You can see a comparison of Chromium 41 and Chromium 74’s support for features here, however, if your site was already polyfilling missing features to stay compatible with older browsers, there should have been no problem.
Always use polyfills since you never know which browser misses support for features that you think are commonplace. For example, Safari did not support a major and very useful new feature like IntersectionObserver until version 12.1, which came out in March 2019.
Other Search Engines
The other search engines do not work as well as Google with dynamic content. Bing does not seem to index dynamic content at all, nor do DuckDuckGo or Baidu. Probably those search engines lack the resources and computing power that Google has in spades.
Note: To get more information on other search engines’ rendering capabilities, you can check this article by Bartosz Góralewicz. It is a bit old, but according to my experience, it is still valid.
Remember that your site will be visited by other bots as well.
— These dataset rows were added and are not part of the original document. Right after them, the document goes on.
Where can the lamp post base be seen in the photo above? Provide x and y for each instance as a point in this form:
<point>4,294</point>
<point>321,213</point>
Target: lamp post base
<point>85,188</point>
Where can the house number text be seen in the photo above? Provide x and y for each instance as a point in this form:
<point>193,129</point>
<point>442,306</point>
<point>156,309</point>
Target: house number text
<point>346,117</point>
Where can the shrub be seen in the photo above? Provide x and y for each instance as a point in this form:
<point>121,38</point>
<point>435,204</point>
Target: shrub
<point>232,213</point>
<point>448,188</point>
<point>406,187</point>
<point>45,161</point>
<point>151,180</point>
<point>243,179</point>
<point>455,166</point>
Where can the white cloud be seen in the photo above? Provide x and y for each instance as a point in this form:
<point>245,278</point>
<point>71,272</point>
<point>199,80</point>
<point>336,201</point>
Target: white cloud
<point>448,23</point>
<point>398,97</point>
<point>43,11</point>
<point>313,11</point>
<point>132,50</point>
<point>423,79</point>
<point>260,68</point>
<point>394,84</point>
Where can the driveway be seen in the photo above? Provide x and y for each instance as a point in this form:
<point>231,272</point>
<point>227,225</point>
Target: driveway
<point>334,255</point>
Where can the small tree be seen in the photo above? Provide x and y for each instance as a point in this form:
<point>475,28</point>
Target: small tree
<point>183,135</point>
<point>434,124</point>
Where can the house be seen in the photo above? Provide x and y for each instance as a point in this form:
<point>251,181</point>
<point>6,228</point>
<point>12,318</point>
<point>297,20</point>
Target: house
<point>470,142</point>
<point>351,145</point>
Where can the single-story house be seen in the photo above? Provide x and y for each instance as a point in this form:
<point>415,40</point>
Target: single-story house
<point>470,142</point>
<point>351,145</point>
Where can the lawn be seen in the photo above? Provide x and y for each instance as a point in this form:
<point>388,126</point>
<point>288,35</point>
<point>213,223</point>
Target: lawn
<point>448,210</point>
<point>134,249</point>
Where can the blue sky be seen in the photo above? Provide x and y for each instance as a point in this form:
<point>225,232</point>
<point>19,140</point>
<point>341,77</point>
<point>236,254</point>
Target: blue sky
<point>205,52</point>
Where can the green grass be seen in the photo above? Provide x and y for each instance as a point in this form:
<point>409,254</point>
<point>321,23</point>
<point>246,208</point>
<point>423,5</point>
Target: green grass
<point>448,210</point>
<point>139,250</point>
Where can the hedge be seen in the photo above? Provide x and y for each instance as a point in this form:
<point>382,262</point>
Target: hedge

The most important examples are Twitter, Facebook, and other social media bots that need to fetch meta information about your pages in order to show a preview of your page when it is linked by their users. These bots will not index dynamic content, and will only show the meta information that they find in the static HTML. This leads us to the next consideration.
title tag and meta description/information.
The conclusions I’ve come to while researching this article are the following:
- If you only target Google, it is not mandatory to use pre-rendering to have your site fully indexed, however:
- You should not rely on third-party web services for content that needs to be indexed, especially if they don’t reply quickly.
- The content you insert into your HTML immediately via Vue.js rendering does get indexed, but you shouldn’t use animated text or text that gets inserted in the DOM after user actions like scrolling, etc.
- If your site has multiple pages, you still need to have some logic to create pages that, while relying on the same front-end rendering system as the home page, can be indexed by Google as individual URLs.
- If you need to have different description and preview images for social media between different pages, you will need to address this too, either server-side or by compiling static pages for each URL.
- If you need your site to perform on search engines other than Google, you will definitely need pre-rendering of some sort.